Hezbollah fighters say a 'duty' to help Syria's Assad

Hezbollah fighters say a 'duty' to help Syria's Assad
An image grab from Hezbollah's al-Manar TV shows Hassan Nasrallah, the head of Lebanon's militant Shiite Muslim movement Hezbollah, giving a televised address from an undisclosed location on March 29, 2014 in Lebanon. Since he gave the order more than a year ago, thousands of Hezbollah fighters have fought in Syria, playing a decisive role in key victories for the regime.

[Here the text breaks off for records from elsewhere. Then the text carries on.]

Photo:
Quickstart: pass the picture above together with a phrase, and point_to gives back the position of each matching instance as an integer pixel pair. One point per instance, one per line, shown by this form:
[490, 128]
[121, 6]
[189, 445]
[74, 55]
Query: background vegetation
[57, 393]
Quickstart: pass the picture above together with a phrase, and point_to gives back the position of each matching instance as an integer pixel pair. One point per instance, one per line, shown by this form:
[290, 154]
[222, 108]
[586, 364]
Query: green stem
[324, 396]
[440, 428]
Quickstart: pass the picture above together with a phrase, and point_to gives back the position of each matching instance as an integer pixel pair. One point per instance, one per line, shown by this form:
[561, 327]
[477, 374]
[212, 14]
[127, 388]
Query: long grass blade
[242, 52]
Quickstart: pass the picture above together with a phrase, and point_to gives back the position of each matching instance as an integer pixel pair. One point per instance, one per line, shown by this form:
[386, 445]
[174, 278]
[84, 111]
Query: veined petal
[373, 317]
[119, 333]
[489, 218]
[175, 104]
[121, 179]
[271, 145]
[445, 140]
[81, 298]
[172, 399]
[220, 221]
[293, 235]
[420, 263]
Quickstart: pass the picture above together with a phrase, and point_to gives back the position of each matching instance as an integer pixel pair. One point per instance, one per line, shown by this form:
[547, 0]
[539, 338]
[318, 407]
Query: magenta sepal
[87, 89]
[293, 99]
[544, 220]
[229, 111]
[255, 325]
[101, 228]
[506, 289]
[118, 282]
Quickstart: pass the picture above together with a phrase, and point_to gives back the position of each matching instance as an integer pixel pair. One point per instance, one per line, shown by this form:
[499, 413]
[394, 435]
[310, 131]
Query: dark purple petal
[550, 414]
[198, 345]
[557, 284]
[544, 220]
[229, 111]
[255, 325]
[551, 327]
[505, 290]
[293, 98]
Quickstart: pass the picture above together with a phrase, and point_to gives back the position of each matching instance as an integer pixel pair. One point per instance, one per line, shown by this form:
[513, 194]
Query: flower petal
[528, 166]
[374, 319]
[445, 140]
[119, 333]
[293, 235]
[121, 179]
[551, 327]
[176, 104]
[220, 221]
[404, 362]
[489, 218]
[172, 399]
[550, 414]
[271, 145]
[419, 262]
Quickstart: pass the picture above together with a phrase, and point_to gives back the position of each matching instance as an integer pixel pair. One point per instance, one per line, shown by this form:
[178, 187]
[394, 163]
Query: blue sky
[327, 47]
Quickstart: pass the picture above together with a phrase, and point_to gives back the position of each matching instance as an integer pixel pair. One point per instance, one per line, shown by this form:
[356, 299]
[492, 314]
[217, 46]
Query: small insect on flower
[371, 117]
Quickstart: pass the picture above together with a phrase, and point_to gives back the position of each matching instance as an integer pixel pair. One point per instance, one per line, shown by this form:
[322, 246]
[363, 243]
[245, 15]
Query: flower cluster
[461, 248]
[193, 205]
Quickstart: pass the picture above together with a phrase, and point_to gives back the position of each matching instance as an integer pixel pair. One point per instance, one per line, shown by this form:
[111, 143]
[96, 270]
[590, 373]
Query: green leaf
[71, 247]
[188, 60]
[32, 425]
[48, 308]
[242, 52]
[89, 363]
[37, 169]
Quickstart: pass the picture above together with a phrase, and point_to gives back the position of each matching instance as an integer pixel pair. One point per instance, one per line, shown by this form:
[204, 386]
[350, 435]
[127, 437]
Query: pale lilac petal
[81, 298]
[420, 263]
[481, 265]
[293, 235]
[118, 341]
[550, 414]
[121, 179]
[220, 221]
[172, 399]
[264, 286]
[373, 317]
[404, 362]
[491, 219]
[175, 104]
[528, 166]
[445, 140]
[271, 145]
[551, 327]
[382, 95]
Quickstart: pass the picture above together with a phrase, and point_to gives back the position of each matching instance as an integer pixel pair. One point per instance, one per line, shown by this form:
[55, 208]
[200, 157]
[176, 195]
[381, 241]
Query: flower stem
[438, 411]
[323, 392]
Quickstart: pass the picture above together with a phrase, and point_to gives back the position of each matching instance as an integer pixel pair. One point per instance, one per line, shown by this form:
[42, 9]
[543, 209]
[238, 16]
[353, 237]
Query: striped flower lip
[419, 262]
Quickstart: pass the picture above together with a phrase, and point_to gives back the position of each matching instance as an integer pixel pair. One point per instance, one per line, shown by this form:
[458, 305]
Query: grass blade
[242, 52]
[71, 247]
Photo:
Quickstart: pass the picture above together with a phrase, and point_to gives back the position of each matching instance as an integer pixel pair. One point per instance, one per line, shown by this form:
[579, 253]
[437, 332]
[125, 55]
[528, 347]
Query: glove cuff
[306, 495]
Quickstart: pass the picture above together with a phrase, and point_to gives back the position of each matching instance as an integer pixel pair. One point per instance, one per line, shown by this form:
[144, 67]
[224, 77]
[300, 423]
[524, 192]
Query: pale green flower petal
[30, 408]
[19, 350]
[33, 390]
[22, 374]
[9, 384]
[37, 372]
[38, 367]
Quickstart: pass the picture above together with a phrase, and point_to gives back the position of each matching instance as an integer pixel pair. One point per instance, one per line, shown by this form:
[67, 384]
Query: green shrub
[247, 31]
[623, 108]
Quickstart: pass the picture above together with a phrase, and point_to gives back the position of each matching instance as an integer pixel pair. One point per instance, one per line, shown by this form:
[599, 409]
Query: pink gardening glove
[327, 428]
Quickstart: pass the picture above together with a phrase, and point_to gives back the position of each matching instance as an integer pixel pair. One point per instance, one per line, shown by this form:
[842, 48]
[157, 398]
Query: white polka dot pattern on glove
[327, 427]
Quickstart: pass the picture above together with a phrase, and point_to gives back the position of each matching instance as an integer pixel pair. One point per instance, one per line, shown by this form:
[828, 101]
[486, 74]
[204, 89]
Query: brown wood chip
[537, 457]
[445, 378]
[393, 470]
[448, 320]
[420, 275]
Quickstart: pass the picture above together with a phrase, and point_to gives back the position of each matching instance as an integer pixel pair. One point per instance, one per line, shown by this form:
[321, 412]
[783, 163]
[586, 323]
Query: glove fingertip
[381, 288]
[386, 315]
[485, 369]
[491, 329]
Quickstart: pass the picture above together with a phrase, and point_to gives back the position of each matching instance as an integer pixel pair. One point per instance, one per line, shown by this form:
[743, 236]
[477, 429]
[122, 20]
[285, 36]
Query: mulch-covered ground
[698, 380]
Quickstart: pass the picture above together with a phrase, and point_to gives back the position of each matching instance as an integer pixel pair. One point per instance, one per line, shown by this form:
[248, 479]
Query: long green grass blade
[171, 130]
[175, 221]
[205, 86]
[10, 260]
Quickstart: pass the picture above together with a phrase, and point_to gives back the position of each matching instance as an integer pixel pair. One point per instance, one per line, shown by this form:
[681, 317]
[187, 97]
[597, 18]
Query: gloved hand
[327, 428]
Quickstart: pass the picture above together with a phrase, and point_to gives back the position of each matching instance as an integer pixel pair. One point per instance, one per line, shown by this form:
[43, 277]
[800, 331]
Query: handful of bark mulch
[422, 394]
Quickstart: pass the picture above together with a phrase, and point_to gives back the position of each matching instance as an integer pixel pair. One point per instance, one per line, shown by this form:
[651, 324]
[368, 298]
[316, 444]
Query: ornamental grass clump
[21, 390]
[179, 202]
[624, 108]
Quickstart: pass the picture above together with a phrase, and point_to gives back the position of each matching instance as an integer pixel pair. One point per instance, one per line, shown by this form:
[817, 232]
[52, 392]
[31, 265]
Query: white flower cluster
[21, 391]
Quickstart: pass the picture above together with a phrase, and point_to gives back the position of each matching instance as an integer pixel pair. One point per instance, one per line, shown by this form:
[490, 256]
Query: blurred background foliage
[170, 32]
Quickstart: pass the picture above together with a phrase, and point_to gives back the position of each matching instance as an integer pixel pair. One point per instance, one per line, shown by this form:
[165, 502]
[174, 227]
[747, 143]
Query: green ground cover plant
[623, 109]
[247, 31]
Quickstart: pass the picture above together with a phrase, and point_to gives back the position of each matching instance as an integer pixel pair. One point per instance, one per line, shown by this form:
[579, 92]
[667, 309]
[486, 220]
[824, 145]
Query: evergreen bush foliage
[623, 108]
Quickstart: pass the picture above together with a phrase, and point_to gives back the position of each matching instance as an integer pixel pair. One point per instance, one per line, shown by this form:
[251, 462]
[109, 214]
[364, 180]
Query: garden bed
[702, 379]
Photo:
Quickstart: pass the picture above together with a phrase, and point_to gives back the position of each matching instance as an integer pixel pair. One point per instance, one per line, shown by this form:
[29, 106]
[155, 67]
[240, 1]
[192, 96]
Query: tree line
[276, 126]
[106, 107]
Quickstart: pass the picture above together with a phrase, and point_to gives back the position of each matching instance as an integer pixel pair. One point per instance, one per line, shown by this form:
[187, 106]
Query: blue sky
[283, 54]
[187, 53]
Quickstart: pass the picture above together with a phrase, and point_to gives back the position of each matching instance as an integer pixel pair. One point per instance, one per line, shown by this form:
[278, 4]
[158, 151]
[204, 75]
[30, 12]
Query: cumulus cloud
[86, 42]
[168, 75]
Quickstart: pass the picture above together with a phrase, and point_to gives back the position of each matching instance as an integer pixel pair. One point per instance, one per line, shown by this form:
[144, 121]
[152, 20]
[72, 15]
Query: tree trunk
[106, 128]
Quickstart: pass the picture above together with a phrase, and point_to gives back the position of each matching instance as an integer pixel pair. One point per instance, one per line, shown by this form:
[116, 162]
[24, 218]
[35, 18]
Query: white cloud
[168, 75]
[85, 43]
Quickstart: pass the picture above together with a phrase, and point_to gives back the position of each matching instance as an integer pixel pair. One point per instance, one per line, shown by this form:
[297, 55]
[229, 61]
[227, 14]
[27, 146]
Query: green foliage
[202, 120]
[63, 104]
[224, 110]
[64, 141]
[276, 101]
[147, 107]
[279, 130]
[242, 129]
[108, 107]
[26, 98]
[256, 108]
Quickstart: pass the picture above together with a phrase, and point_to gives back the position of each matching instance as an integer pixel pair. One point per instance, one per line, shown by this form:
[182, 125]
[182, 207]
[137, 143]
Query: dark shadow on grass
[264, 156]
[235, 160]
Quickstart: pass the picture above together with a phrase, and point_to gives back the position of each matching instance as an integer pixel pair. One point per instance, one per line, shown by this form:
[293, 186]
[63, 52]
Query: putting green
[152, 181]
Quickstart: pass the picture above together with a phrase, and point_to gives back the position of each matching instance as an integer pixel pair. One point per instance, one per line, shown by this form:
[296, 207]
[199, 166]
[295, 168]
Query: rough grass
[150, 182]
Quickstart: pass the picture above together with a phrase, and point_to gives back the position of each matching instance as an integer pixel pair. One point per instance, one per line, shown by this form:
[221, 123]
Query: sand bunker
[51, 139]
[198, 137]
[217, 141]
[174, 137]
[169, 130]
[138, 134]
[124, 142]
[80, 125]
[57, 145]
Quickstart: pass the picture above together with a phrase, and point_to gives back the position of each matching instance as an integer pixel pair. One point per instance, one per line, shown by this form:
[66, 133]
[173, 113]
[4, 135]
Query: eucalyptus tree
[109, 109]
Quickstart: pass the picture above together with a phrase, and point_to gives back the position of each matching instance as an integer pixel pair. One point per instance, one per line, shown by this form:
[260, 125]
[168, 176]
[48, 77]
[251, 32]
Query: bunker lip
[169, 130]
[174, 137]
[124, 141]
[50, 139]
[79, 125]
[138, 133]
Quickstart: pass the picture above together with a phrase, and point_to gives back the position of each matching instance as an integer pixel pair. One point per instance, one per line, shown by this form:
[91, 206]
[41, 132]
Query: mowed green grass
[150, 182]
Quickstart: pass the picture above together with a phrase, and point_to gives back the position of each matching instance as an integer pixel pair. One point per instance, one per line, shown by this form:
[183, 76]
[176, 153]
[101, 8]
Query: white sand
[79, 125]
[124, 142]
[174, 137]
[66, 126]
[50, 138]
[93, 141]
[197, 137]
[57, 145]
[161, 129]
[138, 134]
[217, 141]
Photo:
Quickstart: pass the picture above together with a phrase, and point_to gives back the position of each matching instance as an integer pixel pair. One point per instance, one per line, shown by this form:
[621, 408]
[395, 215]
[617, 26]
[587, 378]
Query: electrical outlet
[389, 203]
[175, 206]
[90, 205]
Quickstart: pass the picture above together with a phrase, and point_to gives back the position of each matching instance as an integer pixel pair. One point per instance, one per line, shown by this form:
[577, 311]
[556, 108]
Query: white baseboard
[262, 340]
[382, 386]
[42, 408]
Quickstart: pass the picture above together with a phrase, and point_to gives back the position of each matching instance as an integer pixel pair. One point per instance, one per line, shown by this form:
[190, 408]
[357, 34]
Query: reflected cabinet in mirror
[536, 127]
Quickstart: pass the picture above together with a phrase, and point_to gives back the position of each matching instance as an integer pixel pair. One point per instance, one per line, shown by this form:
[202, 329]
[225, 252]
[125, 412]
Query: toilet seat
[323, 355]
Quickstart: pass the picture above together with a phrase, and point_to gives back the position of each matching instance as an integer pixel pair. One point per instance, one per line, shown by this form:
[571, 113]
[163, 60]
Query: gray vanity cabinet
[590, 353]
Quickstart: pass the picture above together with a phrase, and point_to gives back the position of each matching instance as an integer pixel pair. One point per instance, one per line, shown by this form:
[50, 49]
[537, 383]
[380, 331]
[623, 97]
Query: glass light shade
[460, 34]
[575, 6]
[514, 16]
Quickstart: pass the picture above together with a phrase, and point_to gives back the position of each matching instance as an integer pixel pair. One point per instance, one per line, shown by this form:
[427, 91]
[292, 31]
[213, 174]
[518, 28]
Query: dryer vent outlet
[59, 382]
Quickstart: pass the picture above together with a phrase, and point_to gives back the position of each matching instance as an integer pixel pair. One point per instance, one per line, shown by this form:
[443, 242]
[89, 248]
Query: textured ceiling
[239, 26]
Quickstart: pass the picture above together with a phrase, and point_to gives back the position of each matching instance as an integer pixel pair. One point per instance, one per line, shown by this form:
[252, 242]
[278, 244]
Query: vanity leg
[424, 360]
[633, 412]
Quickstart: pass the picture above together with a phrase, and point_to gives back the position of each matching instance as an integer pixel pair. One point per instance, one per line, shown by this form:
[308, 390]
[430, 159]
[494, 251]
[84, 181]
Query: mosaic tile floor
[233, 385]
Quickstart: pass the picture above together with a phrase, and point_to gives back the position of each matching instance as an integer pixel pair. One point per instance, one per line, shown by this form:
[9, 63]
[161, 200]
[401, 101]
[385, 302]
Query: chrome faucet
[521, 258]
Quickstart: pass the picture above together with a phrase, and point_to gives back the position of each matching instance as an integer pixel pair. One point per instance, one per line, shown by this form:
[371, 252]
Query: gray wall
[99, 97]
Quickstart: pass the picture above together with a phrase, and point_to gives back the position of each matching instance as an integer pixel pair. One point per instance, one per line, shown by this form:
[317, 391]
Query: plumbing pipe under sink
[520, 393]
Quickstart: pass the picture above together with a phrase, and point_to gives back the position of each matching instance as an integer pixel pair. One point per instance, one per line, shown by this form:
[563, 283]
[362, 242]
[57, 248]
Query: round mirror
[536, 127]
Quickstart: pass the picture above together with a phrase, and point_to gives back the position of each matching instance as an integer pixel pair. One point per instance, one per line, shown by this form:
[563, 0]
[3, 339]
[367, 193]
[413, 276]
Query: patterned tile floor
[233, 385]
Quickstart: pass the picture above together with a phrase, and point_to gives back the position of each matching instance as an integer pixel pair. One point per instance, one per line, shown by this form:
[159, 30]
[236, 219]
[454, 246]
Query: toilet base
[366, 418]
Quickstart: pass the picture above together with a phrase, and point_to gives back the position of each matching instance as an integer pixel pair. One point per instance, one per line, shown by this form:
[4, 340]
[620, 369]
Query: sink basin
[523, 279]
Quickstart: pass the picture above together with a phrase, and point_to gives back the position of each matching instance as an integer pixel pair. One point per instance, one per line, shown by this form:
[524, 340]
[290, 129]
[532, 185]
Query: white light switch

BINT JBEIL, Lebanon - As he pushes a cart full of tomatoes and cucumbers in the market at Bint Jbeil in southern Lebanon, nothing marks out Mahmud as an experienced Hezbollah fighter.

The stocky vegetable vendor in his fifties, who sports a red beard, fought Israel here in 2006, but that battle is now old news.

He has just come back from another front: in Syria, where he fought for 25 days against the rebels who have sought to overthrow President Bashar al-Assad for the past three years.

Since the Shiite movement's chief Hassan Nasrallah gave the order more than a year ago, thousands of Hezbollah fighters have fought in Syria, playing a decisive role in key victories for the regime.

Street vendors, farmers, restaurant owners, medical professionals and students have all joined what they call an "existential battle" against "takfiris" - Sunni extremists.

"When the party called on me to go, I responded. I left my job and I went to stop the takfiris from entering Lebanon," says Mahmud.

"I fought in several regions and took fighters from the region and elsewhere prisoner," he adds.

"Our cause is just. They are mercenaries from Chechnya, Yemen and Libya who want to overthrow Bashar al-Assad, who supported us enormously during the 2006 war against Israel," Mahmud insists.

"It's our duty to help him." Hezbollah has a powerful presence at many levels of society in Lebanon, with representatives in parliament and strong social service networks.

It is backed by Iran, which has long supplied it with weapons through Syria.